For the COVID-19, one can find estimates of the basic reproduction number based on different approaches. There are contributions that rely on the classical compartmental models by direct analysis of the models [31, 32], or by applying the next generation matrix approach [33–35]. In the non-Markovian setting, there can be found works that use the mean and variance of the generation interval distribution [36], or the serial interval distribution as its proxy [37–39] and so on. To circumvent the difficulties in direct estimate of the generation interval distribution, we propose a non-Markovian approach that aims to model it, using the incubation period distribution as a basis. The latter is further combined with a window function of infectiousness of an individual—the period when she or he can infect the others. The incubation period distribution is much easier to estimate than the generation interval distribution. For example, one needs to know only the days of onset of symptoms of infected individuals which attended a major social event, which is very likely a place where they have contracted the pathogen. Collecting such data is more reliable than deducing possible day of infection of infector–infectee pairs. The proposed method for design of the generation interval distribution is used to estimate the basic reproduction number for the first wave of epidemics in the spring, 2020, in the six most populous countries in Europe, where the countrywide epidemic with large number of cases appeared earlier than in other large countries. Our estimates from the most conservative scenarios which were considered are larger than those obtained with the Markovian approach in the classical SIR model. The other estimates based on more realistic assumptions are even larger. The observation that the estimates of $R_0$ with more realistic models like the one proposed here are larger than those with the classical approach suggests that the results from the latter should be considered very carefully. This holds for the results they provide and for the use of the Markovian assumption they rely on, which is not always empirically supported. We also believe that this framework could be further refined to obtain a complementary tool for determination of the generation interval distribution and the basic reproduction number of an epidemic.

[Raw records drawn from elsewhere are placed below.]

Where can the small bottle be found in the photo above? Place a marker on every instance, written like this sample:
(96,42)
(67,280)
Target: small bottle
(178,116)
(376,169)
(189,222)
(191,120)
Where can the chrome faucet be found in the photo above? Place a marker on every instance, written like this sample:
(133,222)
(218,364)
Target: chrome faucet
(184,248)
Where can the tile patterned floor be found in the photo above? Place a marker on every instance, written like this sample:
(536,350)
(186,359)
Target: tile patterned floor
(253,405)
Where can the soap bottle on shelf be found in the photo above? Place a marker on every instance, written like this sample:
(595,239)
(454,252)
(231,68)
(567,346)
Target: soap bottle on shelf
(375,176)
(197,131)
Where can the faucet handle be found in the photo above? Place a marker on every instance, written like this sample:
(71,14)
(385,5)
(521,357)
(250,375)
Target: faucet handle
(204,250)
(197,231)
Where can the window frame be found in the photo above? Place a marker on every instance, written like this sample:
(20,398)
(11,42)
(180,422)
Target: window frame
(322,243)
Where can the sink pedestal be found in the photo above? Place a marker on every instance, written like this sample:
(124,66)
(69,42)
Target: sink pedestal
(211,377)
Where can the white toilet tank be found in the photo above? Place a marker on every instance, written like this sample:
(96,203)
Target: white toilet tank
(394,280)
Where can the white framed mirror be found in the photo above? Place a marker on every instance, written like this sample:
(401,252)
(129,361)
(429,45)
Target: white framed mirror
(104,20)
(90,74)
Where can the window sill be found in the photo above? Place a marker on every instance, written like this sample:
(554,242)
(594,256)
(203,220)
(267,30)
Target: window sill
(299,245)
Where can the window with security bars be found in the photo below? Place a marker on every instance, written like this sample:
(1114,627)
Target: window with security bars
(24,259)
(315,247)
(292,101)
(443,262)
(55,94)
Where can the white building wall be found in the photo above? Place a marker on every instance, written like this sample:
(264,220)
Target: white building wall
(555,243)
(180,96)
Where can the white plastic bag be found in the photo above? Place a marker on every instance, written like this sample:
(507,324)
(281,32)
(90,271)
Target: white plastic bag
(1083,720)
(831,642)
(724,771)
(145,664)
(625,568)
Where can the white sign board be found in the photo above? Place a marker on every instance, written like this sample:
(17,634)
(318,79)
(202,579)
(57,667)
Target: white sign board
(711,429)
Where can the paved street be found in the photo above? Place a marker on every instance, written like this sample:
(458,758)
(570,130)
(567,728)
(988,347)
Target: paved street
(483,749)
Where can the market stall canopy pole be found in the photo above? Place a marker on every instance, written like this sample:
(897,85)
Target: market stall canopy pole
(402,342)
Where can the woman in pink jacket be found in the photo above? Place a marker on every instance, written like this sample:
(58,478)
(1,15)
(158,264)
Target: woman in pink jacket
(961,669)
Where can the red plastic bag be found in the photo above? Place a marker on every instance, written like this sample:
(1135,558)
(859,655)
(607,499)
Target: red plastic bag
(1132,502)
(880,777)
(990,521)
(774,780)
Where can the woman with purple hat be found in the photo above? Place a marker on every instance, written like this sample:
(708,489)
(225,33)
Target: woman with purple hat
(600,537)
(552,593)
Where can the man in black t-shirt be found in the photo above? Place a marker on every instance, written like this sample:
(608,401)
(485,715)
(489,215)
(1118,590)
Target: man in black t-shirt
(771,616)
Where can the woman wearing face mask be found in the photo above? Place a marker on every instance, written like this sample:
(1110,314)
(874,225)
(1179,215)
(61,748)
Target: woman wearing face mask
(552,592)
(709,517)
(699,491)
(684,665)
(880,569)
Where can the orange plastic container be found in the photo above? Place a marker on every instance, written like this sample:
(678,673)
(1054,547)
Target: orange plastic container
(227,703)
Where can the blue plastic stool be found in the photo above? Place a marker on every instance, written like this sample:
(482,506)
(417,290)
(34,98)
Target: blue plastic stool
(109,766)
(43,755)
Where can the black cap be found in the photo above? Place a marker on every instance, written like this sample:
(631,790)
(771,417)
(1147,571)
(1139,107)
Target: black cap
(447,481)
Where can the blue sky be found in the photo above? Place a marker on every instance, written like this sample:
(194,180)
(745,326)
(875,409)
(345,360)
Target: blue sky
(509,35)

The paper is organized as follows. In Sect. 2, we provide the theoretical basis of the formula used for estimation of $R_0$. In Sect. 3, it is elaborated on the generation interval distribution that is used for estimates of $R_0$. In the next, Sect. 4 presents the results and a discussion on them and we finish the paper with the conclusions.

Methods

The derivation of the formula that we use for estimation of the basic reproduction number for arbitrary generation interval distribution can be found in various works in the literature (for example in [29, 40, 41]). We stress that similar reasoning to its derivation appears already in the earliest studies in demography by Böckh [42] and in epidemiology by Lotka [43]. For completeness, we present here an approach at population level, since it is more appropriate for study of the available data. Most of the analysis will be made in discrete time as more appropriate, but continuous-time version will be given for completeness.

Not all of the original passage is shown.